By Austin Weinstein, Bloomberg News
Published: April 4, 2017, 6:00am

WASHINGTON — The bachelor’s degree — long a ticket to middle-class comfort — is losing its luster in the U.S. job market. Wages for college graduates across many majors have fallen since the 2007-09 recession, according to an unpublished analysis by the Georgetown University Center on Education and the Workforce in Washington using Census bureau figures. Young job-seekers appear to be the biggest losers. What you study matters for your salary, the data show. Chemical and computer engineering majors have held down some of the best earnings of at least $60,000 a year for entry-level positions since the recession, while business and science graduates’ paychecks have fallen. A biology major at the start of their career earned $31,000 on an annual average in 2015, down $4,000 from five years earlier.

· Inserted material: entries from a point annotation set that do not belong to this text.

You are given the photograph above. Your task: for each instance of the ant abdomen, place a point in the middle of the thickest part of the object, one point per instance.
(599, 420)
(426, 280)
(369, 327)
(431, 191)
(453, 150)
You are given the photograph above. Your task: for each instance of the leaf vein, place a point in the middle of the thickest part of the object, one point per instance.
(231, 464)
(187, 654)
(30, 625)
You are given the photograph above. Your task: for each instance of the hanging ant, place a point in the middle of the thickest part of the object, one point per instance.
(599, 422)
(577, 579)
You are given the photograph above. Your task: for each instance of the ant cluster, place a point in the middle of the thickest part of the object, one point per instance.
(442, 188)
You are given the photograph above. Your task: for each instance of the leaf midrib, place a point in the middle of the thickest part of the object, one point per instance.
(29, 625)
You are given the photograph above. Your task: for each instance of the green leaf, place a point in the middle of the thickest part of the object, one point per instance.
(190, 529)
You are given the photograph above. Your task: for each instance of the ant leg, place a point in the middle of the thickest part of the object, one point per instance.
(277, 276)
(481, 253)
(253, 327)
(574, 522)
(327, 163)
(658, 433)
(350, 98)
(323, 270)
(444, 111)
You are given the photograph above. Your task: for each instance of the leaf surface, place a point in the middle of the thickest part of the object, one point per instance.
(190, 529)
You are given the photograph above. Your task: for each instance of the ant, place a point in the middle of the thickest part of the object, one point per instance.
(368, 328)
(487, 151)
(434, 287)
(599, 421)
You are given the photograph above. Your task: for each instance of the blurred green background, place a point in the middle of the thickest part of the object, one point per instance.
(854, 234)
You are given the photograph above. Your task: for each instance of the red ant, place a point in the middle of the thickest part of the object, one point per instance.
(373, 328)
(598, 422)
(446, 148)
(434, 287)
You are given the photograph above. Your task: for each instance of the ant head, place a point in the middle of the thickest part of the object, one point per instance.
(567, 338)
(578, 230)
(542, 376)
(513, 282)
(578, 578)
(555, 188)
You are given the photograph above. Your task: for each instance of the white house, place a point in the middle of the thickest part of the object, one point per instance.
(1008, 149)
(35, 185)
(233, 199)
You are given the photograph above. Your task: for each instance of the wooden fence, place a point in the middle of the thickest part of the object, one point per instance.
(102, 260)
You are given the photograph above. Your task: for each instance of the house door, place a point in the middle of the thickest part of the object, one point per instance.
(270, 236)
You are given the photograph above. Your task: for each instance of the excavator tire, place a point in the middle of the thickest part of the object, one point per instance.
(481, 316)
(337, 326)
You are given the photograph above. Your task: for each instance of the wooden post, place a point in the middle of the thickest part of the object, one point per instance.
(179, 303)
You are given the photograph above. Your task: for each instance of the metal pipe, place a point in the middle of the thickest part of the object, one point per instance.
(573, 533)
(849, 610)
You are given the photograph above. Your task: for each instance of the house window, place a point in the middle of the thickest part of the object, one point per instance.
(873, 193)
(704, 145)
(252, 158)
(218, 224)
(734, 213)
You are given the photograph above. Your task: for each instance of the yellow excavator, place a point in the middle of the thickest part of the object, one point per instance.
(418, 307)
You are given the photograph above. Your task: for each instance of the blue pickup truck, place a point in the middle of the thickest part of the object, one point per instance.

“It has been like this for the past five, six years now,” said Ban Cheah, a research professor at Georgetown who compiled the data. “It’s a little depressing.” The outlook for experienced graduates, aged 35 to 54, is brighter, with wages generally stable since the crisis. The economic premium of a bachelor’s flattened after the recession, according to a 2016 National Bureau of Economic Research paper by Robert Valletta, an economist at the Federal Reserve Bank of San Francisco.

Among the factors at play are advances in technology and automation, which are not only taking away U.S. manufacturing jobs, but also having an impact on white collar workers, Valletta found. Legal clerks and researchers are increasingly finding their jobs supplanted by computers, for example. Some majors are bucking the wage-stagnation trend. An experienced petroleum engineering major earned $179,000 a year on average in 2015, up $46,000 from five years prior, according to the Georgetown analysis. Beyond those with special technical skills, philosophy and public policy majors have also seen their earnings rise.